Corey Quinn: It's a reasonable approach to take. But I guess what I'm curious about is how you perceive that shift, though. Because I've met an awful lot of technologists over the course of my career who start to identify themselves by the technology upon which they're working. And I'm not immune from this. I think of myself these days as an AWS guy, to some extent. And before that, I was an email systems guy. And reinventing the way that you perceive yourself is never easy.

Brian Weber: You know, I still perceive myself as somebody who just, like you say, and like you do, parachute it into a site, try to figure out what was wrong, and mostly just try to make things better for the other people running it. Because I've said this before a thousand times, and I'll say it again, software is made of people.

We are all here together, and we do what we do as a collective. You know, open source projects, yes, there's occasionally the one lone guy in Nebraska, a la XKCD, who's maintaining a very important core project, but a lot of projects out there and a lot of company and, well, all companies out there are building it as a group, as people, as many people.

If we can make that experience for our peers, for our colleagues, for, you know, whoever you're working with better, then we all get better at writing the software, at building the systems, at making things better. So, that's what I pride myself in and that one thing has never changed for me. You know, I've picked up multiple languages. I've dived into multiple different environments. I'm comfortable in multiple operating systems.

But the reality is that we're all people. We all do what people do. And if I can at least just be empathetic and be as human as I can and try and understand that you're human too, you just want to read a simple doc that tells you how to start and stop the service. You just want to read a simple dashboard that can tell you what's wrong and you don't want to get paged in the middle of the night at something stupid and pointless that had no reason to page you.

Every human wants that. Every human engineer wants that. I mean, granted, there may be exceptions to that case. I have known masochists who just want to alert on everything because they don't know what's going on and they'd rather be woken up and find out, and 90 percent of the time, they wake up. They look at the alert.

They say, oh, this is nothing. They crush the alert, they go back to sleep, and then the next person comes on call and goes what the holy hell. And I care about both of those people similarly.

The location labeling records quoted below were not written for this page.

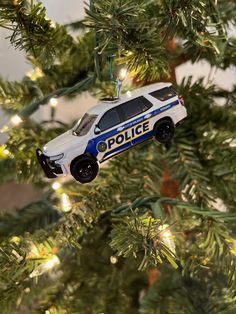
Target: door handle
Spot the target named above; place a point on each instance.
(147, 116)
(121, 128)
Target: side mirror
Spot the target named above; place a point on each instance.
(97, 130)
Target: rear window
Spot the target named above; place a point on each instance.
(134, 107)
(164, 93)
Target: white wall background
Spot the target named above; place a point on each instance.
(13, 64)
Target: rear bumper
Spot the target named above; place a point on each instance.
(50, 169)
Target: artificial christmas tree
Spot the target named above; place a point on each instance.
(149, 234)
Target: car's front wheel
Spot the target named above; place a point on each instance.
(84, 169)
(164, 131)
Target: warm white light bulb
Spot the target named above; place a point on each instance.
(56, 185)
(53, 102)
(16, 120)
(122, 74)
(167, 237)
(128, 93)
(52, 262)
(65, 203)
(6, 152)
(41, 269)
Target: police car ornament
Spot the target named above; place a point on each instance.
(110, 128)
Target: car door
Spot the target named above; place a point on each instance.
(111, 139)
(137, 113)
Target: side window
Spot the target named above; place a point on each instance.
(164, 93)
(134, 107)
(110, 119)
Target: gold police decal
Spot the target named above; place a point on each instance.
(127, 135)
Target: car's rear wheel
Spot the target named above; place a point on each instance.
(164, 130)
(84, 169)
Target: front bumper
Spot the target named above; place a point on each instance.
(51, 169)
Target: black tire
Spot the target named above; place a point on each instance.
(84, 169)
(164, 131)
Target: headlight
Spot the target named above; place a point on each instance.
(57, 157)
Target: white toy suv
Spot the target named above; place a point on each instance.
(111, 128)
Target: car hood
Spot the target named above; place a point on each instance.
(61, 144)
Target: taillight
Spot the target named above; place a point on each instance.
(181, 100)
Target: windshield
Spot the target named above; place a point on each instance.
(84, 124)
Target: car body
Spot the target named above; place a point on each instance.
(112, 127)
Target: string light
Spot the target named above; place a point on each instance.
(16, 120)
(53, 102)
(65, 203)
(41, 269)
(35, 73)
(113, 259)
(56, 185)
(128, 93)
(6, 152)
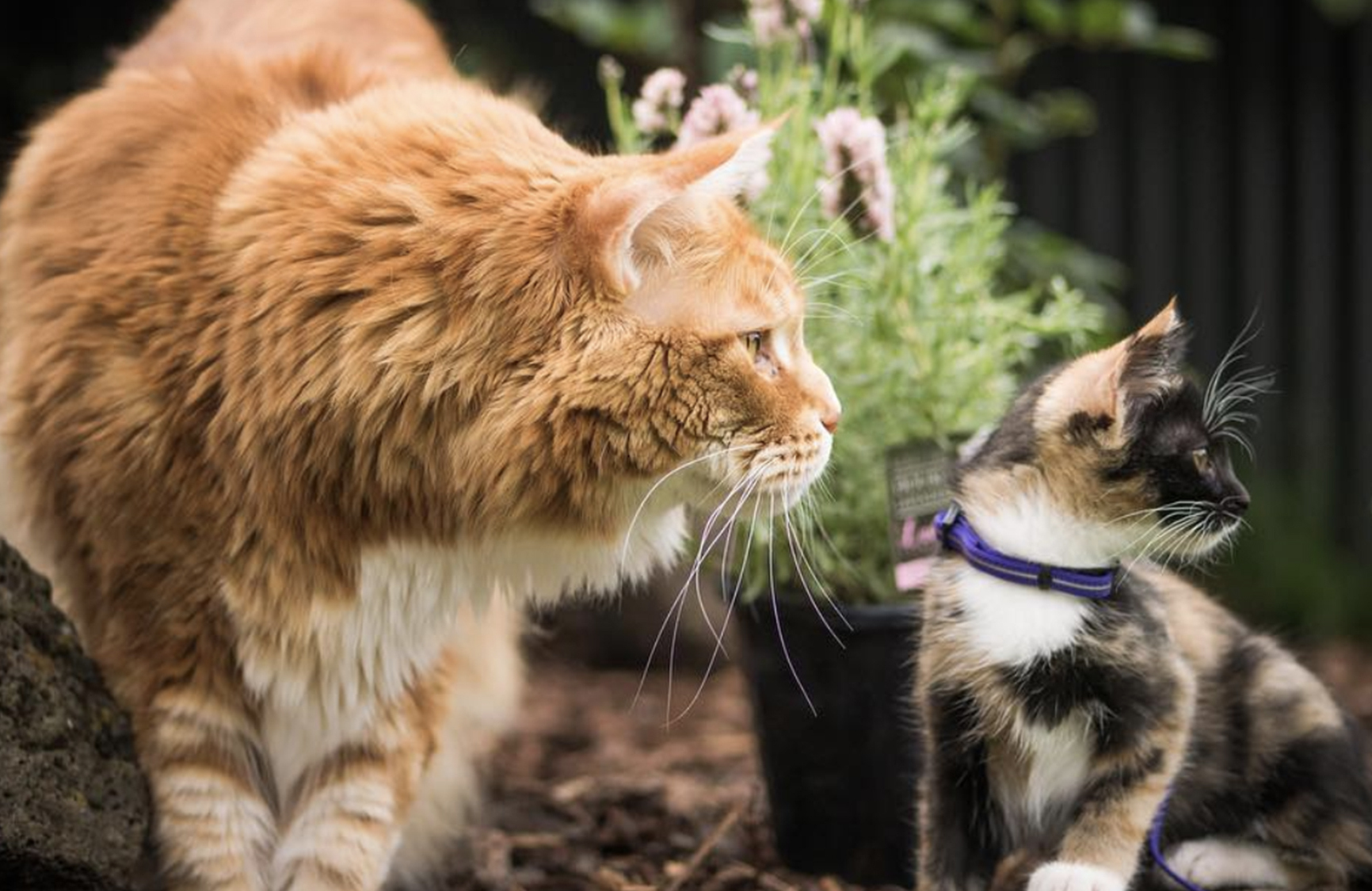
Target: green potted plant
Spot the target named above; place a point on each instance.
(924, 341)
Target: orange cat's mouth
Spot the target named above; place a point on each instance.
(779, 474)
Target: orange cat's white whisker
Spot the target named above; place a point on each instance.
(729, 606)
(638, 512)
(796, 557)
(678, 602)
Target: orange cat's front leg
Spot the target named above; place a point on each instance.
(215, 821)
(343, 814)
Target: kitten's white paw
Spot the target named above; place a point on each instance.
(1066, 876)
(1220, 862)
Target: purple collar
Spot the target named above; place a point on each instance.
(958, 535)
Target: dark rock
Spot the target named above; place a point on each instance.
(73, 802)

Corey Quinn: I think empathy is one of those core attributes to being a competent technologist, and I'd have no idea how you teach it. I feel like it's something you either have or you don't.

Brian Weber: I feel like the significant bulk of us have it. We just don't often know what to do with it. You know, sometimes we learn how not to be empathetic. Sometimes we're psychopaths, and we just innately don't have it. But I believe those are the exceptions.

You know, in reality, we're all empathetic people. And if we can tap into that empathy and help make other people's lives better as a result, then that's what we should be doing.

You know, this is in part why up here in my small town, I tried to help start a tech meetup out here because there's so many people around here.

There's a local university, a local community college, and a whole lot of other people who are just career changers who are just interested in trying to learn about the technology, not only because they find it fascinating, but they see it as a career path forward. Hopefully as long as AI doesn't destroy everything.

Corey Quinn: I used to be fairly active in the, I guess, helping the next generation figure out how to navigate the world of technology. Tech. And I've gotten away from it just because it's been so long since I was new to this space that I worry I would give boomer to your advice of, oh, just have a strong handshake and walk in with a resume printed on nice paper, asked to speak to the owner, and you'll have a job by dark, which does not work.

I don't know how to get started in technology in the current system. I know a lot about how to get started in technology in the early 2000s, but that apparently is not a highly useful skill.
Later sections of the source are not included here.